2. Rho-family GTPases and the actin cytoskeleton

Rho family GTPases are activated downstream of multiple immuno-receptor types including B and T cell antigen receptors (BCR and TCR), chemokine and cytokine receptors, and Toll-like receptors (TLRs) (see Fig. 1 and [12,13] for detailed reviews). In response to stimulation, guanine nucleotide exchange factors (GEFs) convert Rho family members from an inactive GDP-bound state to the active-GTP-bound form, which results in a cascade of signaling events leading to cytoskeletal reorganization, proliferation, survival, adhesion, and transcription. Conversely, GTPase-activating proteins (GAPs) stimulate the hydrolysis of bound GTP to GDP, which switches off active Rho (see [14,15] for review). Thus far, biochemical and genetic studies indicate that important Rho-GEFs in immune cells include Dock2 (dedicator of cytokinesis 2), SWAP70 (switch associated protein 70), Vav (Vav1, 2, and 3), and Tiam1 (T-cell lymphoma invasion and metastasis 1), whereas immunologically important Rho-GAPs include Bcr (breakpoint cluster region), and RacGAP1 (see [13] for review).

Fig. 1.

Fig. 1

Rho family members regulate F-actin polymerization in response to immuno-receptor signaling. Rho-GTPases cycle between an inactive, GDP-bound state and the active, GTP-bound state. Interaction of immuno-receptors (i.e. chemokine, Toll-like receptor, T cell receptor, B cell receptor, integrin) with ligand activates Rho guanine nucleotide exchange factors (GEFs) such as Vav, which catalyze the release of GDP from Rho, allowing GTP to bind. Conversely, Rho-GTPase activating proteins such as Rho-GAP cause GTP to be hydrolyzed back to the inactive GDP-bound form. Major Rho family members in immune cells include CDC42, Rac, and RhoA. CDC42-GTP specifically binds and activates WASP, which facilitates Arp2/3-mediated nucleation of ATP-bound G-actin, which is released from Profilin. Rac-GTP specifically binds and activates the WAVE complex which also facilitates Arp2/3-mediated F-actin nucleation. Both Rac-GTP and CDC42-GTP also activate DIAP3, which is required for nucleation of unbranched actin filaments, and PAK-dependent LIM kinase, which stabilizes actin polymerization by preventing Cofilin from severing ADP-bound actin and promoting actin depolymerization. RhoA-GTP contributes to actin regulation by activating ROCK (Rho-associated coiled-coil-containing kinase), which inhibits myosin light chain phosphatase (MLCP) resulting in increased phosphorylation of myosin light chains (MLCs), which bind actin and stimulate contraction at the “tail” during migration (see [13] for review).

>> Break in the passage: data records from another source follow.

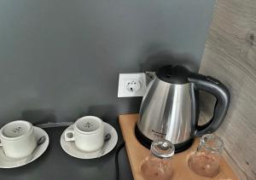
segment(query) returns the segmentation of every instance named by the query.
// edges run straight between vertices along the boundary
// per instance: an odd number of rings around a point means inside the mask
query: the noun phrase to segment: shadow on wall
[[[56,122],[55,111],[51,108],[27,109],[21,112],[21,119],[33,125]]]
[[[166,49],[164,44],[154,43],[145,47],[140,55],[140,71],[156,71],[165,65],[179,64],[193,72],[198,72],[200,64],[189,54],[174,53],[173,50]]]
[[[148,55],[143,63],[140,64],[140,71],[156,71],[165,65],[179,64],[188,67],[190,71],[198,72],[196,61],[189,55],[178,55],[164,50]]]
[[[79,118],[91,115],[97,116],[103,121],[111,122],[117,120],[115,114],[118,114],[118,111],[114,105],[93,105],[90,106],[87,111],[80,112]]]

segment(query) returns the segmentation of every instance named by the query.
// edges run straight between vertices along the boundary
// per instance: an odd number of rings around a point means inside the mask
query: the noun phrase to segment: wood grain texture
[[[240,179],[256,179],[255,0],[217,0],[200,73],[230,89],[230,109],[216,133]],[[212,98],[204,97],[204,111],[210,114]]]
[[[144,180],[140,171],[143,160],[149,154],[149,150],[144,148],[136,138],[134,129],[138,114],[119,116],[119,125],[125,142],[126,151],[135,180]],[[202,177],[191,171],[187,165],[189,154],[196,149],[199,144],[197,138],[186,151],[176,154],[172,159],[173,177],[172,180],[236,180],[236,177],[229,165],[221,160],[220,172],[213,178]]]

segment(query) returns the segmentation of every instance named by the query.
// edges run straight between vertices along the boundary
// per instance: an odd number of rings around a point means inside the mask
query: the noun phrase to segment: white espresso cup
[[[95,116],[84,116],[73,125],[73,130],[65,131],[65,141],[73,141],[81,151],[93,152],[104,142],[104,123]]]
[[[37,146],[34,128],[24,120],[12,121],[2,127],[0,141],[5,155],[13,159],[30,155]]]

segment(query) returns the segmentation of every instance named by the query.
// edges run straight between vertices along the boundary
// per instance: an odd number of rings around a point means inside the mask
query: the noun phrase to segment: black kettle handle
[[[194,84],[196,90],[211,93],[217,99],[212,119],[203,125],[195,125],[194,136],[201,136],[204,134],[212,133],[223,123],[227,113],[230,102],[230,91],[221,82],[211,76],[191,73],[189,81]]]

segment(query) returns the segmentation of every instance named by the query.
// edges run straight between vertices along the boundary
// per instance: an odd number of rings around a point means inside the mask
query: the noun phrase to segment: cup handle
[[[74,131],[72,130],[67,130],[65,131],[65,141],[66,142],[73,142],[75,139],[74,137]]]

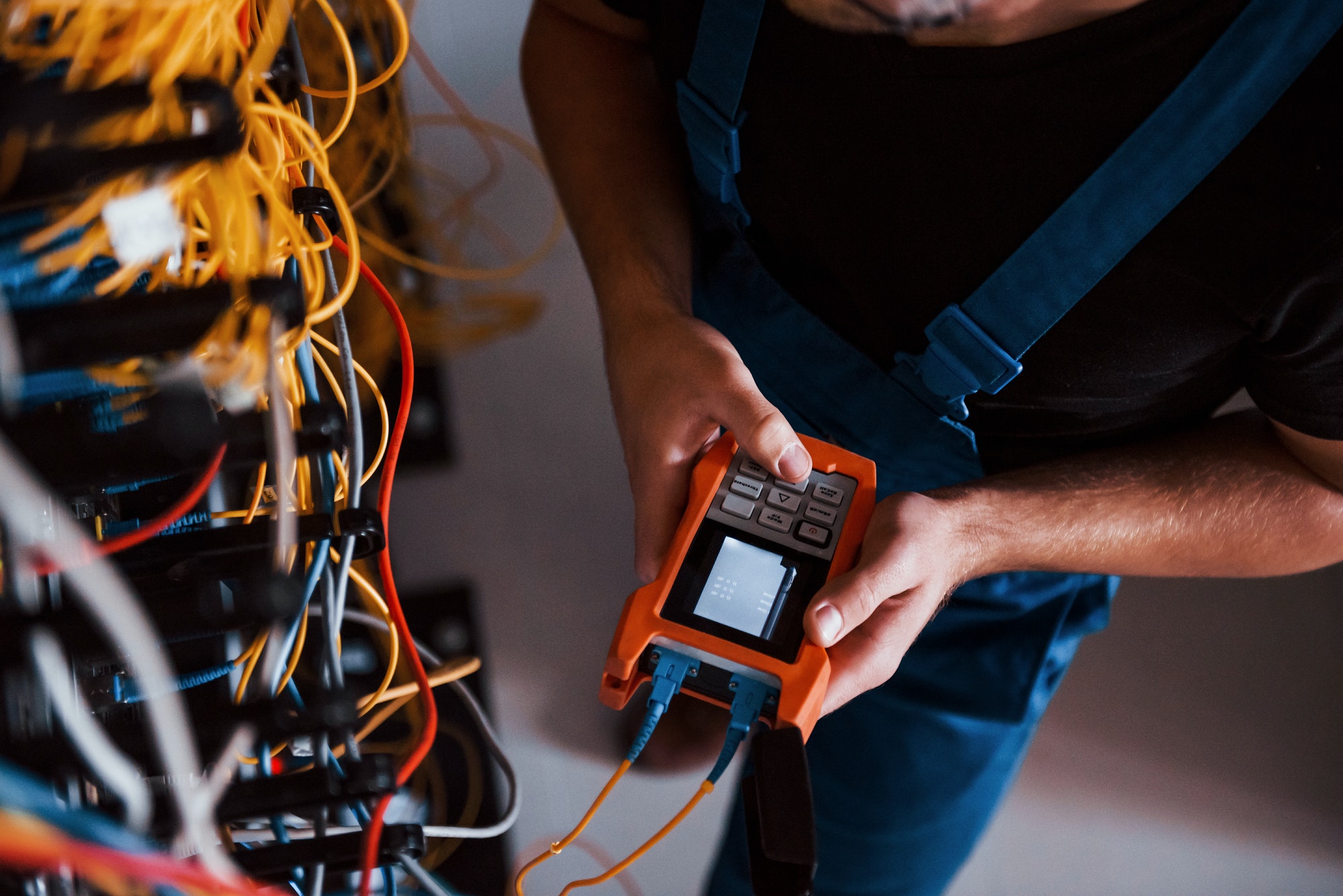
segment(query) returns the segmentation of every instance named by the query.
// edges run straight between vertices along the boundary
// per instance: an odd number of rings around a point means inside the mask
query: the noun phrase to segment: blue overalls
[[[737,127],[766,0],[706,0],[677,85],[701,194],[694,314],[741,354],[798,432],[873,459],[878,499],[983,476],[964,397],[1021,357],[1244,138],[1343,24],[1343,0],[1253,0],[1189,78],[1022,247],[927,329],[921,355],[873,363],[766,272],[741,236]],[[1006,573],[963,585],[882,687],[807,744],[817,896],[943,892],[1011,783],[1117,579]],[[710,896],[751,892],[740,801]]]

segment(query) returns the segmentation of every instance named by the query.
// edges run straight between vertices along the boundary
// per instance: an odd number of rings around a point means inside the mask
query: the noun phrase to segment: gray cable
[[[32,655],[32,667],[51,700],[51,708],[70,735],[70,743],[103,786],[121,799],[126,807],[126,826],[144,833],[153,814],[149,785],[145,783],[136,763],[117,748],[102,726],[94,720],[93,711],[75,685],[74,673],[66,663],[60,642],[47,629],[35,628],[28,636],[28,651]]]
[[[304,60],[304,47],[298,40],[298,27],[293,20],[289,21],[289,51],[294,56],[294,75],[298,78],[298,83],[304,87],[309,86],[308,80],[308,63]],[[304,119],[308,121],[314,129],[317,127],[317,119],[313,115],[313,98],[310,94],[299,91],[298,94],[298,107],[304,113]],[[304,180],[313,185],[316,182],[316,169],[312,162],[304,166]],[[322,267],[326,274],[326,298],[332,299],[336,295],[336,264],[332,262],[330,249],[322,249]],[[355,378],[355,355],[351,353],[349,345],[349,327],[345,325],[345,310],[340,309],[332,319],[332,325],[336,327],[336,347],[340,349],[340,373],[341,373],[341,390],[345,393],[345,423],[349,429],[349,496],[346,506],[359,507],[359,500],[363,491],[363,478],[364,478],[364,418],[363,410],[359,405],[359,381]],[[355,559],[355,537],[346,535],[340,543],[340,570],[336,574],[336,592],[333,596],[333,602],[330,604],[329,612],[333,618],[340,620],[345,609],[345,596],[349,592],[349,567]],[[332,626],[336,632],[340,630],[340,622]],[[336,638],[330,637],[330,660],[333,668],[336,669],[332,676],[332,681],[337,683],[337,687],[344,687],[344,675],[338,669],[338,661],[334,660]]]
[[[402,868],[406,869],[406,873],[408,873],[411,877],[415,879],[415,883],[427,889],[432,896],[457,896],[446,887],[439,884],[438,879],[434,877],[434,875],[428,873],[424,869],[424,866],[415,860],[414,856],[410,856],[408,853],[402,853],[396,861],[400,864]]]
[[[5,413],[19,409],[23,397],[23,351],[19,347],[19,331],[9,314],[9,303],[4,290],[0,290],[0,408]]]
[[[56,519],[56,537],[44,531],[47,514]],[[145,700],[145,715],[154,748],[167,771],[183,840],[196,844],[205,866],[216,873],[234,873],[234,866],[215,842],[214,820],[201,811],[193,782],[200,773],[200,752],[187,707],[176,691],[172,664],[163,641],[126,579],[81,530],[70,511],[50,495],[27,461],[0,439],[0,518],[20,545],[42,545],[42,551],[63,570],[85,610],[122,656],[136,683],[156,695]]]
[[[275,543],[271,562],[277,570],[287,569],[289,551],[298,545],[298,516],[291,502],[289,473],[298,456],[294,444],[294,427],[289,416],[289,402],[279,385],[279,369],[274,354],[275,346],[283,338],[279,321],[270,322],[271,357],[266,370],[266,390],[270,401],[270,453],[275,471]],[[269,677],[263,677],[269,681]]]
[[[316,612],[316,610],[309,610]],[[363,613],[360,610],[345,610],[345,618],[351,622],[359,622],[360,625],[367,625],[383,632],[389,630],[387,622],[372,616],[369,613]],[[431,665],[443,665],[442,657],[434,651],[428,649],[419,641],[415,641],[415,651],[420,657]],[[504,817],[486,828],[451,828],[445,825],[434,825],[424,828],[426,837],[459,837],[462,840],[488,840],[490,837],[498,837],[517,821],[518,814],[522,810],[522,801],[518,798],[517,787],[517,774],[513,771],[513,763],[509,762],[508,757],[504,754],[504,747],[500,746],[498,734],[496,734],[494,727],[490,720],[485,716],[485,710],[481,708],[479,702],[477,702],[475,695],[471,689],[462,684],[461,681],[449,681],[447,687],[457,692],[457,696],[462,699],[466,706],[466,711],[470,714],[471,720],[479,730],[481,736],[485,738],[485,746],[489,747],[490,755],[498,763],[500,770],[504,773],[505,781],[508,781],[509,798],[508,809],[504,811]],[[357,829],[352,829],[357,830]],[[342,829],[332,828],[329,833],[338,833]],[[432,833],[431,833],[432,832]]]

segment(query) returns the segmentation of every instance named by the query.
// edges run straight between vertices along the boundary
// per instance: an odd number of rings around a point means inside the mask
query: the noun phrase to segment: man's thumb
[[[732,396],[720,423],[732,431],[737,444],[775,476],[798,482],[811,472],[811,455],[779,410],[764,400],[755,385]]]

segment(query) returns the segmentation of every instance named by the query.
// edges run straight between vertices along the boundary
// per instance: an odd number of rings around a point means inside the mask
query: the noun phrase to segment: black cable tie
[[[321,215],[322,220],[326,221],[326,229],[333,236],[340,233],[340,213],[336,211],[336,203],[326,188],[295,186],[294,192],[290,193],[290,200],[294,203],[295,212],[299,215]]]

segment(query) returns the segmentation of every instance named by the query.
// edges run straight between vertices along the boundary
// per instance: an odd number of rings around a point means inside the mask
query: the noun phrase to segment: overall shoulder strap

Of the 23 related mammalian Rho family GTPases, only a few of the more prototypic members (including Rac1, Rac2, Cdc42, RhoA, RhoH, and RhoG) have conclusively been shown to be important for the development and/or function of innate and acquired immune cells. For example, Rac1 and/or Rac2 deficiency results in defective IL-2 production, migration, and adhesion of mature T cells (see [13] for review); impaired dendrite formation and dendritic cell function [16]; and impaired adhesion, migration, phagocytosis, and superoxide production by neutrophils (see [17] for review). In addition, both Rac and Rho-deficiency result in defects in the development of hematopoietic cells, including impaired T and B cell development [1822] and defective proliferation, migration, and adhesion of hematopoietic stem and progenitor cells (HSC/Ps) [2325]. Altogether, these studies (and many other studies not mentioned here) indicate that Rho-family members differentially control cytoskeletal reorganization, and the processes controlled thereof, in both acquired and innate immune cells.

3. Rho family members control F-actin polymerization through WASP and WAVE complexes

Molecular ‘hints’ as to the molecular targets utilized by Rho-members to control the actin cytoskeleton were initially defined through genetic and biochemical studies of Rho-orthologs in Drosophilia and Caenorhabditis elegans, as well as through biochemical studies in mammalian cell lines. Two molecular adaptor complexes in particular, called WASP and WAVE, have emerged as focal points in the control of actin polymerization in hematopoietic cells (see [8,26,27] for review). Actin dynamics depend on the ability of monomeric actin (G-actin) to switch to its filamentous form (F-actin), a process which is dependent on the nucleation activity of the actin regulatory complex (Arp2/3), which initiates the formation of new actin filaments on the barbed end of preexisting filaments from a pool of ATP-actin monomers stored in association with Profilin (Fig. 1). This growth pushes the membrane forward, while capping proteins antagonize this process by binding the barbed ends, thus terminating elongation and promoting branching. As actin filaments age, the actin depolymerizing factor Cofilin binds to ADP-actin, resulting in the severing of actin filaments and dissociation of actin monomers, thus creating new barbed ends that serve as new sites for elongation.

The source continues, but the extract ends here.